Masked auto-regressive diffusion models (MAR) benefit from the expressive modeling ability of diffusion models and the flexibility of masked auto-regressive ordering. However, vanilla MAR suffers from slow inference due to its hierarchical inference mechanism: an outer AR unmasking loop and an inner diffusion denoising chain. Such decoupled structure not only harm the generation efficiency but also hinder the practical use of MAR for reinforcement learning (RL), an increasingly critical paradigm for generative model post-training.To address this fundamental issue, we introduce MARVAL (Masked Auto-regressive Variational Acceleration), a distillation-based framework that compresses the diffusion chain into a single AR generation step while preserving the flexible auto-regressive unmasking order. Such a distillation with MARVAL not only yields substantial inference acceleration but, crucially, makes RL post-training with verifiable rewards practical, resulting in scalable yet human-preferred fast generative models. Our contributions are twofold: (1) a novel score-based variational objective for distilling masked auto-regressive diffusion models into a single generation step without sacrificing sample quality; and (2) an efficient RL framework for masked auto-regressive models via MARVAL-RL. On ImageNet 256*256, MARVAL-Huge achieves an FID of 2.00 with more than 30 times speedup compared with MAR-diffusion, and MARVAL-RL yields consistent improvements in CLIP and image-reward scores on ImageNet datasets with entity names. In conclusion, MARVAL demonstrates the first practical path to distillation and RL of masked auto-regressive diffusion models, enabling fast sampling and better preference alignments.

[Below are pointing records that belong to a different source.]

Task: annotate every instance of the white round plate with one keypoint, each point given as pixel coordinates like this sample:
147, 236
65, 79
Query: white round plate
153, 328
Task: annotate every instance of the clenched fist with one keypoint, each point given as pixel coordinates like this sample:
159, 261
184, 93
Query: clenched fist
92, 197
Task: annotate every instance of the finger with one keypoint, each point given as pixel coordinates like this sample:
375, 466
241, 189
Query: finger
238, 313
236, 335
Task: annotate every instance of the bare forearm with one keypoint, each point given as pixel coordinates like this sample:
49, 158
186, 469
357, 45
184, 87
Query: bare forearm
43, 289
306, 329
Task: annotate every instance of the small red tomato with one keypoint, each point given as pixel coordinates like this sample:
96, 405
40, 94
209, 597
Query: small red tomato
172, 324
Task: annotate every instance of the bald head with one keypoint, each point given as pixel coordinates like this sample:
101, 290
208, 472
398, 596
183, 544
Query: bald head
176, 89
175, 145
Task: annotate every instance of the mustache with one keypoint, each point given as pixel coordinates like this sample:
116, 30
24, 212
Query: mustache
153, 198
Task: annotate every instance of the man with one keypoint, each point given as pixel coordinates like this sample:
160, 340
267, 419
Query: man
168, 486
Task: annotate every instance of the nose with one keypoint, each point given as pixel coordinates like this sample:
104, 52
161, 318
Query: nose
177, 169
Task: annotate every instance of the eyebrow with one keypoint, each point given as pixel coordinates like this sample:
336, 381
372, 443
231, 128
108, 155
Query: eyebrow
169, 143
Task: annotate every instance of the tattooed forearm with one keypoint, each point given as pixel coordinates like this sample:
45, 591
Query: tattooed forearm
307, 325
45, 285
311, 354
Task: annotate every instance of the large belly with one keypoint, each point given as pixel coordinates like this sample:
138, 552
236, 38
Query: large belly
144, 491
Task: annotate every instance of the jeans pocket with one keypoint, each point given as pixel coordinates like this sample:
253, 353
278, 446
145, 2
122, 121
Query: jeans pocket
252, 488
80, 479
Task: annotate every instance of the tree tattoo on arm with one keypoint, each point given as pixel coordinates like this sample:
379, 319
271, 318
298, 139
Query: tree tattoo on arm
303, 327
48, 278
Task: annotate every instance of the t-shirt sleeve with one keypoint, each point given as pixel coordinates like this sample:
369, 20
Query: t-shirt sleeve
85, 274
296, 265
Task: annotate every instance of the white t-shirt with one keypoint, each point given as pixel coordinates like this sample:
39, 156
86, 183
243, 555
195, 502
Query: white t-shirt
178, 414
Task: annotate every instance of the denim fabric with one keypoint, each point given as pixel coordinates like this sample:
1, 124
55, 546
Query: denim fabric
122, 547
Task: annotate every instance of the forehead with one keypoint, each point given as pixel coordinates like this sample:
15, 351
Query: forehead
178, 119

翻译：掩码自回归扩散模型（MAR）兼具扩散模型的强大表达能力与掩码自回归排序的灵活性。然而，原始MAR因其分层推理机制——外层自回归解掩循环与内层扩散去噪链——导致推理速度缓慢。这种解耦结构不仅损害生成效率，更阻碍了MAR在强化学习（RL）这一日益重要的生成模型后训练范式中的实际应用。为从根本上解决此问题，我们提出MARVAL（掩码自回归变分加速框架），这是一种基于蒸馏的框架，可将扩散链压缩为单一自回归生成步骤，同时保持灵活的自回归解掩顺序。通过MARVAL进行的蒸馏不仅实现显著的推理加速，更重要的是使具备可验证奖励的强化学习后训练变得切实可行，从而产生可扩展且符合人类偏好的快速生成模型。我们的贡献包括：（1）提出一种新颖的基于分数的变分目标，可在不牺牲样本质量的前提下将掩码自回归扩散模型蒸馏为单步生成；（2）通过MARVAL-RL构建针对掩码自回归模型的高效强化学习框架。在ImageNet 256×256数据集上，MARVAL-Huge以超过30倍的加速比实现2.00的FID分数，相较MAR-diffusion显著提升；MARVAL-RL在包含实体名称的ImageNet数据集上持续提升CLIP与图像奖励分数。综上所述，MARVAL首次为掩码自回归扩散模型的蒸馏与强化学习提供了实用路径，实现了快速采样与更优的偏好对齐。